If you're involved in the real estate industry, you likely know that the economic conditions of recent years have not been kind to this area of the market. Due to inventory fluctuation, tighter lending requirements and unstable market conditions, construction companies have had to adjust to a new economy. That's because, in the best or worst of times, the economy plays a big role in the overall health of the construction industry.

Economy Affects Competition

When the economy is booming, chances are construction company owners and managers don't need to worry too much about competition. When demand for construction is high, there is ample work to keep the industry going. However, in a downturned economy when fewer people and businesses have the capital or credit required to contract new construction, suddenly there is less demand for the same number of construction companies. Thus, competition increases, and construction businesses may find that it is harder to find work. Contractors may be forced to lower their prices in order to compete.

Supply Shortages

A strong economy, where employment rates are high and consumer spending is up, helps bolster all kinds of businesses. Since construction companies rely on suppliers for lumber, tools, glass and other materials and equipment, they are greatly affected when any of these businesses fail. Construction companies and construction suppliers have a circular effect on each other, and the state of the economy determines whether that effect is negative or positive.

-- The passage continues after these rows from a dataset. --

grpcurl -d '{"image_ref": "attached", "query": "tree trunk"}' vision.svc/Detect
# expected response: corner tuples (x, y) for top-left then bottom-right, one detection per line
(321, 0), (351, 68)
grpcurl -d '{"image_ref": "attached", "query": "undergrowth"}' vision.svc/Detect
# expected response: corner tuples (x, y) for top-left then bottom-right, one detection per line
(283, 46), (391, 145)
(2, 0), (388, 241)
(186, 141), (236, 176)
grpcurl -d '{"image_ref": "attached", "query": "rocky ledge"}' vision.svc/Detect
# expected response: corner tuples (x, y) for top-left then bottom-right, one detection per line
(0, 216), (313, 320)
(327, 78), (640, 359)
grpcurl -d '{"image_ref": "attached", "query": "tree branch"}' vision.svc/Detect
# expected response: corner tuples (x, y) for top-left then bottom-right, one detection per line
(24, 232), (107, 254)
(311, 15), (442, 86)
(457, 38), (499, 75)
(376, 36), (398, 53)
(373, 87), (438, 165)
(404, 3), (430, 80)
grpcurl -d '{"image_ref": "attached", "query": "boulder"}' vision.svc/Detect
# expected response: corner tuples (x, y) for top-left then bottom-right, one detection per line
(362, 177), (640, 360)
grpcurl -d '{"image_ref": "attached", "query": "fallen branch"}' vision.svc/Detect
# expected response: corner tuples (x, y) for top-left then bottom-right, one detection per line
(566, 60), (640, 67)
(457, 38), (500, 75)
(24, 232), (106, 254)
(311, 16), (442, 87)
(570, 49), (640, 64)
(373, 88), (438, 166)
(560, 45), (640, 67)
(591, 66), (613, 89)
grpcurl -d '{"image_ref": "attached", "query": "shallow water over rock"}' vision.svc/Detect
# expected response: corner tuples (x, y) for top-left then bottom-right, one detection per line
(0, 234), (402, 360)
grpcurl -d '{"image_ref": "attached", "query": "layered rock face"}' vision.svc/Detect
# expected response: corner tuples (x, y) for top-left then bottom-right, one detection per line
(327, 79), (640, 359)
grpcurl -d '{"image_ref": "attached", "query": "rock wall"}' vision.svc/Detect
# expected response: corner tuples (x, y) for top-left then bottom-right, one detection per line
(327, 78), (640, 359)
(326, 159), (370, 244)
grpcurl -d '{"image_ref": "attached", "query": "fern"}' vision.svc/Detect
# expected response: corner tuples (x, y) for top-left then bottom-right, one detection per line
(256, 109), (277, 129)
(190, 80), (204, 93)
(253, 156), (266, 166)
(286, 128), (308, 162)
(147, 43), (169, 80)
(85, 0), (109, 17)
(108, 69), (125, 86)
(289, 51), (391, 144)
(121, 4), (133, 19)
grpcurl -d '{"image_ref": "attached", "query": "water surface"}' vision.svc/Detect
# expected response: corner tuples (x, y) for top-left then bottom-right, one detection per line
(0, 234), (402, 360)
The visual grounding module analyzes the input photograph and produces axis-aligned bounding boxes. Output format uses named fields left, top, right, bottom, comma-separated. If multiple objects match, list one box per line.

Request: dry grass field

For example, in an economic downturn, fewer construction jobs mean less business for suppliers, which could drive prices higher or force suppliers out of business. When suppliers are out of business, construction companies may be forced to pay more for supplies, making it more difficult for them to stay afloat.

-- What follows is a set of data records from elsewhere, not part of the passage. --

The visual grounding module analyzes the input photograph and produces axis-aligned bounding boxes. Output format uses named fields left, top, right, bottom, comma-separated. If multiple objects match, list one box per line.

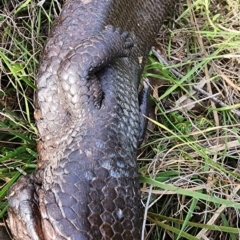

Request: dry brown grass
left=140, top=0, right=240, bottom=239
left=0, top=0, right=240, bottom=239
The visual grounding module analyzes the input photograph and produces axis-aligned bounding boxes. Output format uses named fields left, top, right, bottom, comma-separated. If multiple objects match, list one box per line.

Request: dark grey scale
left=7, top=0, right=175, bottom=239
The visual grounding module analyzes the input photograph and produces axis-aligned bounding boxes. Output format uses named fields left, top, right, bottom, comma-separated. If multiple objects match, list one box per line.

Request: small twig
left=16, top=167, right=27, bottom=176
left=164, top=93, right=220, bottom=114
left=141, top=184, right=153, bottom=240
left=151, top=47, right=240, bottom=117
left=151, top=47, right=183, bottom=78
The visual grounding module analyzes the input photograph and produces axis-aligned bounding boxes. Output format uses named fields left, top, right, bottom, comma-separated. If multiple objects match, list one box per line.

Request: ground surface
left=0, top=0, right=240, bottom=239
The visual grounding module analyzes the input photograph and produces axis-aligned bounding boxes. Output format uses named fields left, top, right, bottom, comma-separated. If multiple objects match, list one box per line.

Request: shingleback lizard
left=7, top=0, right=174, bottom=239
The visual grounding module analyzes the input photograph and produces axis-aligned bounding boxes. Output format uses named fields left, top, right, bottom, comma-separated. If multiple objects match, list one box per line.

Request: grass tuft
left=0, top=0, right=62, bottom=225
left=140, top=0, right=240, bottom=239
left=0, top=0, right=240, bottom=239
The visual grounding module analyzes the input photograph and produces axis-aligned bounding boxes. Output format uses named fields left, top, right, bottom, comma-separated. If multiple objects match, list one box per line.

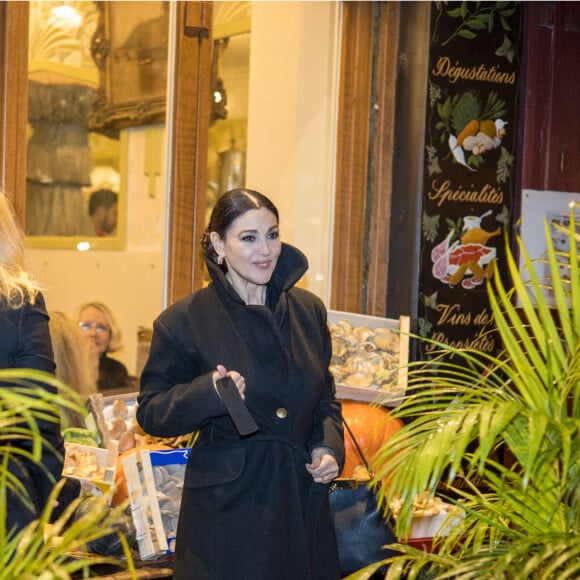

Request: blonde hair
left=0, top=193, right=39, bottom=307
left=76, top=301, right=123, bottom=353
left=49, top=311, right=98, bottom=429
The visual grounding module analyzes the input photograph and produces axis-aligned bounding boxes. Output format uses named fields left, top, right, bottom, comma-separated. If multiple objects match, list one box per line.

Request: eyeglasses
left=78, top=321, right=109, bottom=333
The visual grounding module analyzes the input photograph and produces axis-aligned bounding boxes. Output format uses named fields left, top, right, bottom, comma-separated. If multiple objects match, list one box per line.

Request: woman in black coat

Tight Lending Requirements

After the housing crisis of 2007 and 2008, the government imposed much stricter requirements on lenders. Due to this, fewer Americans were able to obtain the mortgage they needed to build a new home, and fewer investors were able to qualify for large construction loans. Without homebuyers and investors able to foot the bill for new construction, the construction industry suffered. In a downturned economy, lenders must be more careful when making loans, which affects the housing market -- and thus the construction industry -- at large.


When the economy suffers, America's buying power decreases, and defaults on loans rise. Many developers and construction companies operate their business on construction loans. For instance, a large homebuilder company might construct a new subdivision using borrowed capital. The company will pay this loan back as they sell the completed homes. However, in a downturned economy, there are fewer potential homebuyers in the market. With fewer buyers, construction companies may not be able to move their inventory quickly enough to pay their debts. This could lead to defaults, resulting in unfinished construction projects and foreclosures.